Photo: Pat erb and Brent Burley at Dodger stadium

.    By Bill Tarrant

Brent Burley likes to go by the book.

When the Principal Software Engineer for Wal Disney Animation Studio first took up bowling with his wife Pat Erb, he read a how-to book about bowling – and then rolled a 150.

Brent, 58, didn’t play competitive sports growing up. “My mother didn’t like organized sports. She didn’t like how competitive the parents were, didn’t like the environment.”

Pat’s mother was just the opposite: “My mom put us all in park and rec leagues; she had us in everything because she liked local sports,” said the divorce and mediation lawyer who grew up in West LA and has been playing ball since she was 5.

So when Pat, 62, convinced her husband of 33 years to try softball for the first time around the age of 40, Brent looked for a book. He found “Dr. Whacko’s Guide to Slow-Pitch Softball,” which according to the book blurb “Uses imaginary stories about the Mouth Breathers, a softball team, to explain the fundamentals of hitting, pitching, playing the field and baseball strategy.”

“I started at zero. I was missing everything,” Brent recalled. “I was playing right field and running in for everything and then having it go over my head.”

At first, he flew out to left a lot. Then he went to the batting cages and honed his right-field approach. Eight games into the Culver City Senior Softball League’s season, he’s the second-leading hitter on the 2nd-place Gold team (behind the incomparable Jim Devico), sporting a .757 average with 10 extra base hits, including 3 homers.

Pat, who plays first base, can boast a .667 average from the six hole in the Gold lineup after a 4 for 5 day at the plate in Gold’s 21-18 victory over Black on April 13. Like Brent, the Gold team went by the book in the victory – taking an early lead with strong hitting and solid defense and closing it out with good pitching. Both teams began play at 4-3.

“You have a great team,” Black manager Gary Butcher told me. “Your top five in the order produced a lot of 5-run innings. Then you have Pat.

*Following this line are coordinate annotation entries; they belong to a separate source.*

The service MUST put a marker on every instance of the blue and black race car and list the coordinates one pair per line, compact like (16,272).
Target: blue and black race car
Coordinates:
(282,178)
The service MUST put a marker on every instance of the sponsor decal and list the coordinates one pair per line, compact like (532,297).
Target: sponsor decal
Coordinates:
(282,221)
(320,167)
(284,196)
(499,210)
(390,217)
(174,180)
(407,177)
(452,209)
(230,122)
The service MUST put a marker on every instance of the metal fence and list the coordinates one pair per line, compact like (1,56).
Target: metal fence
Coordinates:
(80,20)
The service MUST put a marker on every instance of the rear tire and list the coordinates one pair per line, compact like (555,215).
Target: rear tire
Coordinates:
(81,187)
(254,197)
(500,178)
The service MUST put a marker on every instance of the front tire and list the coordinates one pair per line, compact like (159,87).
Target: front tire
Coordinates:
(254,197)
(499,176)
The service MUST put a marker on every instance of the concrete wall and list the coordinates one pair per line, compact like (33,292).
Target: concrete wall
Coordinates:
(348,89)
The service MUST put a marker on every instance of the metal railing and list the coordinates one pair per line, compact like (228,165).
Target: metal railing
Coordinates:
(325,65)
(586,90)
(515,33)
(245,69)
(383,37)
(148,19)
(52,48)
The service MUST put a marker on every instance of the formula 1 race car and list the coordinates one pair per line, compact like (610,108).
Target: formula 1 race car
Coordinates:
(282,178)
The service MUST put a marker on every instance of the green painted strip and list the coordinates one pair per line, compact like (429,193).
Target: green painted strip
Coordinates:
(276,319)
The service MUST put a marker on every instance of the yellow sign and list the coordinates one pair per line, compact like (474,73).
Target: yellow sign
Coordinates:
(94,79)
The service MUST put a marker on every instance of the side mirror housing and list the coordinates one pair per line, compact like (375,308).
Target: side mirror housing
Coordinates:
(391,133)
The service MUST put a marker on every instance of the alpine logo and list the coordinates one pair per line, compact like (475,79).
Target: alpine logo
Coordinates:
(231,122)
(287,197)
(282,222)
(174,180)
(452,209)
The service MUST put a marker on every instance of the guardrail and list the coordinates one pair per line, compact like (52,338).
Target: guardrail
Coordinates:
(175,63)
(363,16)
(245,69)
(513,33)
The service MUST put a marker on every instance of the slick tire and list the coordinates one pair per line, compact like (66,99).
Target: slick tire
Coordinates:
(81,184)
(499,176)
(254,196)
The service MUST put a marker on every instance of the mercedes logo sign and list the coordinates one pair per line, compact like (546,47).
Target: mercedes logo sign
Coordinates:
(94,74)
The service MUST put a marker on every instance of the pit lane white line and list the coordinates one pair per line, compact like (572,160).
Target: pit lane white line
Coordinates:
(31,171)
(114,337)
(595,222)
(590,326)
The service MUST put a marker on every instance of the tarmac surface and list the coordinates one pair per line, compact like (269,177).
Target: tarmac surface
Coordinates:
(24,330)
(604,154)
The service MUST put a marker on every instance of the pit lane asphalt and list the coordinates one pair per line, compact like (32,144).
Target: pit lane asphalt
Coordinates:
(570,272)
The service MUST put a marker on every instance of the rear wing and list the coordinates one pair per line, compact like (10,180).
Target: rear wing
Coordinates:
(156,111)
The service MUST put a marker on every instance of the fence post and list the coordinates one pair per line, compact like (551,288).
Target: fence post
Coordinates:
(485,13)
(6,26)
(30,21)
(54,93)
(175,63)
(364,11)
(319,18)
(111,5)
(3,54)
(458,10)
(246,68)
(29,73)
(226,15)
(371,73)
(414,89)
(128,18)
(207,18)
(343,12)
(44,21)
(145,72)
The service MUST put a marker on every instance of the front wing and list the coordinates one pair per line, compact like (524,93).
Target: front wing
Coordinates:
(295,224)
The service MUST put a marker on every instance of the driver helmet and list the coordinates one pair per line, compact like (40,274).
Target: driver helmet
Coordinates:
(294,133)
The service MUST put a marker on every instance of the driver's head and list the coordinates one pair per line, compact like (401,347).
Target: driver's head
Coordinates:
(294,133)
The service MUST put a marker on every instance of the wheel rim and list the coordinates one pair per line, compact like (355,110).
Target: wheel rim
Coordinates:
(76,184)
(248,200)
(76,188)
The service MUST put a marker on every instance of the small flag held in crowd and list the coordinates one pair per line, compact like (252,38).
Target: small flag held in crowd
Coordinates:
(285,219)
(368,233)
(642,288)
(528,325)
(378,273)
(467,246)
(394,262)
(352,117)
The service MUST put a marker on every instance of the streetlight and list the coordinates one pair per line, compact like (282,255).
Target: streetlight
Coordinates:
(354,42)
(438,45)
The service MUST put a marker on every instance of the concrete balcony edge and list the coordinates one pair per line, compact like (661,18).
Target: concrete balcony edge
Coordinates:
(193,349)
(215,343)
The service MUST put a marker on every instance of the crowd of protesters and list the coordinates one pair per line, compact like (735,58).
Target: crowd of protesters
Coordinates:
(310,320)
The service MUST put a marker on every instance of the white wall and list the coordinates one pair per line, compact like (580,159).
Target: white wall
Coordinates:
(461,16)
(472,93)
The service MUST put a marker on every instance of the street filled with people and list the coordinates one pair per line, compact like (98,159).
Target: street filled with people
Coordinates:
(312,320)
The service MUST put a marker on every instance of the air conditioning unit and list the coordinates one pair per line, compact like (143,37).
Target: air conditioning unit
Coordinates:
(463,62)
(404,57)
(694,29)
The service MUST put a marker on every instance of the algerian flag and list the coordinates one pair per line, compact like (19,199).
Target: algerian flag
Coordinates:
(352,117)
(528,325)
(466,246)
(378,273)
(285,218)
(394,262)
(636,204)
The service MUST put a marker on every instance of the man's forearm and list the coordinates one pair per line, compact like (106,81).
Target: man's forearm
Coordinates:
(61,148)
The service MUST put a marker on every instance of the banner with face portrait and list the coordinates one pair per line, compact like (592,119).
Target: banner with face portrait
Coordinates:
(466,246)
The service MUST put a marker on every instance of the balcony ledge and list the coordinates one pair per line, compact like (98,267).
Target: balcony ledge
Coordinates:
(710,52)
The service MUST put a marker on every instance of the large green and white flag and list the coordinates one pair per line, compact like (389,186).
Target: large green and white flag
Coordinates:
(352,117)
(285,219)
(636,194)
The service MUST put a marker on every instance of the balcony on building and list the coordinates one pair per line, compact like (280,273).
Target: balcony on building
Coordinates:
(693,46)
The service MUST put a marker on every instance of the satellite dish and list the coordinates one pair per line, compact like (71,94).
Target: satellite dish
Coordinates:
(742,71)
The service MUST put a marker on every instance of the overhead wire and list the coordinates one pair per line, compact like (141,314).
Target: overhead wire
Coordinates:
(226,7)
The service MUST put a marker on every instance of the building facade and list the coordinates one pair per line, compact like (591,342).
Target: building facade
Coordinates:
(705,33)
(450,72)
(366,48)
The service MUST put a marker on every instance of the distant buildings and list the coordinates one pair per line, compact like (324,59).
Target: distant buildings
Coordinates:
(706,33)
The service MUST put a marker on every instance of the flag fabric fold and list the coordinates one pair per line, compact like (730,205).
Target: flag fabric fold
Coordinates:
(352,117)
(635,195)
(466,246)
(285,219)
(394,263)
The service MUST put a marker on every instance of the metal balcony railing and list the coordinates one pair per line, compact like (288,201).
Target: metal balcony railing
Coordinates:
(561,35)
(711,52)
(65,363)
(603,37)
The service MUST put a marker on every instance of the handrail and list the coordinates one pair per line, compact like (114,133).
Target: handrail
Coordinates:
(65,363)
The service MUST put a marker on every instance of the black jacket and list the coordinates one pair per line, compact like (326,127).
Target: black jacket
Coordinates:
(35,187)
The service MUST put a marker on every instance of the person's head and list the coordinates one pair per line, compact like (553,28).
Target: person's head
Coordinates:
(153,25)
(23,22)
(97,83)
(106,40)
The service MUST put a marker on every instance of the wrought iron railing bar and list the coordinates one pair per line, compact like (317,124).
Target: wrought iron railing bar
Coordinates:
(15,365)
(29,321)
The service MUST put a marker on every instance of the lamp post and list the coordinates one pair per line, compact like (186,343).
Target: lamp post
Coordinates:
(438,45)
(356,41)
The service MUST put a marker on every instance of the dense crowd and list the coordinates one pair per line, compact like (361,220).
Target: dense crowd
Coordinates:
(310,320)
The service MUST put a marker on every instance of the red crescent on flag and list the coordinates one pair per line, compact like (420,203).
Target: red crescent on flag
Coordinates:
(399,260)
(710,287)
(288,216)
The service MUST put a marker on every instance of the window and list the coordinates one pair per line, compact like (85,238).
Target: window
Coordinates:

She’s always on base, and the only way we got her out was (shortstop) Joe Owens making that spectacular catch in the outfield.”

Pat is among a dozen or so women in the league and one of the best.She has spent her legal career advocating for women and children, first in LA’s District Attorney Office in child support services. “It was in law school (at Pepperdine University) that I decided I wanted to help women.” The couple have two sons, aged 29 and 26.

Pat, who plays first and take throws across the infield from third-baseman Brent, says they never argue about the games. “On our way home, we’ll talk about the game and that’s fun, too. And sometimes, we help each other; he’ll ask for a better target and I might tell him he’s stabbing at the ball (instead of catching it).”